Target enrichment is a cost-effective and efficient method for researchers to capture specific regions of interest after library preparation for NGS and has many advantages over whole genome sequencing (WGS).
Target enrichment enables focused sequencing resources, which leads to reduced cost and simplified analysis.1 The technique increases the probability of sequencing DNA fragments of the targeted regions compared to all other genes in the genome. As a result, the rest of the genome can be disregarded, simplifying downstream bioinformatics analysis. It also provides greater sequencing depth, which helps prevent false interpretations of sequencing data. Furthermore, it increases the ability of NGS to detect variants from limited sample amounts and increases sensitivity. Because of this sequencing depth and sensitivity, target enrichment is valuable in variant calling in cancer research, identifying disease-associated mutations, single nucleotide variants (SNPs), single gene disorders and in gene expression studies.

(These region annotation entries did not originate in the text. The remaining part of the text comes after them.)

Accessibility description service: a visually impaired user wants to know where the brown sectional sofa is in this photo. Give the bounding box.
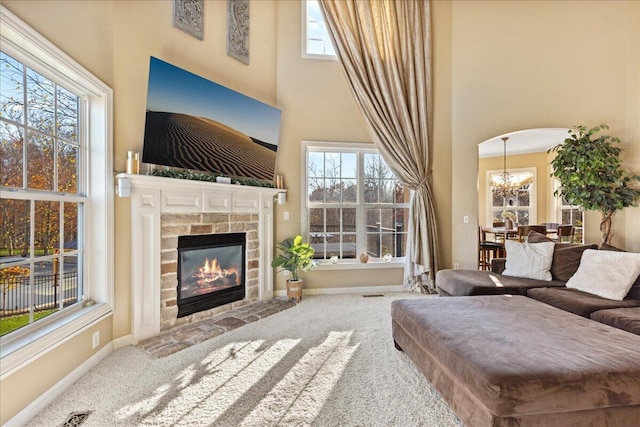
[391,239,640,427]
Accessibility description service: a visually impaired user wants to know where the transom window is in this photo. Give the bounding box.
[487,169,536,225]
[304,142,410,259]
[302,0,336,59]
[0,52,86,335]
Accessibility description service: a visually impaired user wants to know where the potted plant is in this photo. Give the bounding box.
[271,236,315,301]
[500,211,516,229]
[547,125,640,244]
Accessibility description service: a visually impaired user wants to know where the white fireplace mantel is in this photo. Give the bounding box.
[116,174,284,343]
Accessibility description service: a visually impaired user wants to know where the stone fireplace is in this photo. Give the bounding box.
[117,174,283,343]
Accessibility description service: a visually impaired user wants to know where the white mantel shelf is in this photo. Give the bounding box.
[116,173,285,343]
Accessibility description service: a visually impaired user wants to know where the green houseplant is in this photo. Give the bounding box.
[271,236,315,280]
[271,236,315,301]
[548,124,640,244]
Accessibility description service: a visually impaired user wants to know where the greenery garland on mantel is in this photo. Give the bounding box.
[151,169,275,188]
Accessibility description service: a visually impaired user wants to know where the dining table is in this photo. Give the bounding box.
[482,226,558,240]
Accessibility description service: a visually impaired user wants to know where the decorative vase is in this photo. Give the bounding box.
[287,279,302,302]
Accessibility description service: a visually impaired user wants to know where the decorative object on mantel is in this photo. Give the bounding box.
[227,0,249,65]
[127,151,140,175]
[173,0,204,40]
[276,174,284,190]
[271,236,315,301]
[151,169,274,188]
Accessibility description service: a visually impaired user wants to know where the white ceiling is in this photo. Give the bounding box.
[478,128,569,157]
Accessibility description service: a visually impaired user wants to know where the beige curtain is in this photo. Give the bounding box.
[319,0,438,291]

Several strategies are employed for sequence capture and enriching specific genomic regions of interest before sequencing. The most commonly used methods are hybrid capture enrichment and amplicon-based enrichment. Amplicon-based enrichment uses molecular inversion probes (MIP) while hybrid-based target enrichment uses probes that hybridize specifically with targeted regions of interest in solution or on a solid surface.
Roche Sequencing Solutions offers hybridization-based target enrichment solutions that are a part of an integrated workflow, which incorporates both high-quality probes as well as the streamlined KAPA Library Prep Kits. This workflow enables focusing sequencing resources for targeted resequencing applications in human genetic disease and cancer research.